While Obama budget chief Peter Orszag leads the charge on changing physician payment, Treasury Secretary Timothy Geithner has suggested a mandate to pay business executives based on the performance of their companies, an alternative to other proposals calling for executive salary caps. And Arne Duncan, the education secretary, has said standardized-test scores should factor into teacher's compensation.
These types of reforms could be a challenge.

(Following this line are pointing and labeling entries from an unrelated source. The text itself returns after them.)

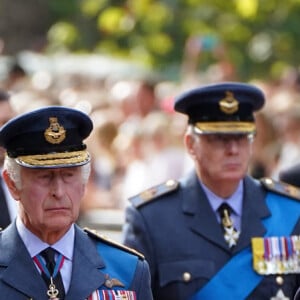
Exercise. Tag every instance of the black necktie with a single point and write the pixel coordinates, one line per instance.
(231, 235)
(49, 256)
(4, 214)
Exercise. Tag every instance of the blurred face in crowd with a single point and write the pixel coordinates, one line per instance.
(219, 158)
(49, 199)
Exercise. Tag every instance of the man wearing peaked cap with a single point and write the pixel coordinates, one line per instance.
(43, 253)
(218, 233)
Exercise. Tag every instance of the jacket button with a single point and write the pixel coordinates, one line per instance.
(186, 276)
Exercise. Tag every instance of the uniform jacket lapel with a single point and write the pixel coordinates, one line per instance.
(202, 220)
(254, 211)
(87, 264)
(19, 264)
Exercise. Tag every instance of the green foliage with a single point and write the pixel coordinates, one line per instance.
(259, 37)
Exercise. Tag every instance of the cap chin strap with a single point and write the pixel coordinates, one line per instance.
(61, 159)
(225, 127)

Especially in health care and education, critics argue, "quality measures remain crude and pay-for-performance schemes don't work as intended." In business, the pay-for-performance concept is more familiar, though it has come with unintended consequences. In the 1980s and 90s, executives were increasingly paid in stock options as a way of reflecting the corporation's performance under their steerage. But it lead them to make choices that would temporarily inflate stock prices so they could cash out, with little regard for long term effects (Wessel, 7/9).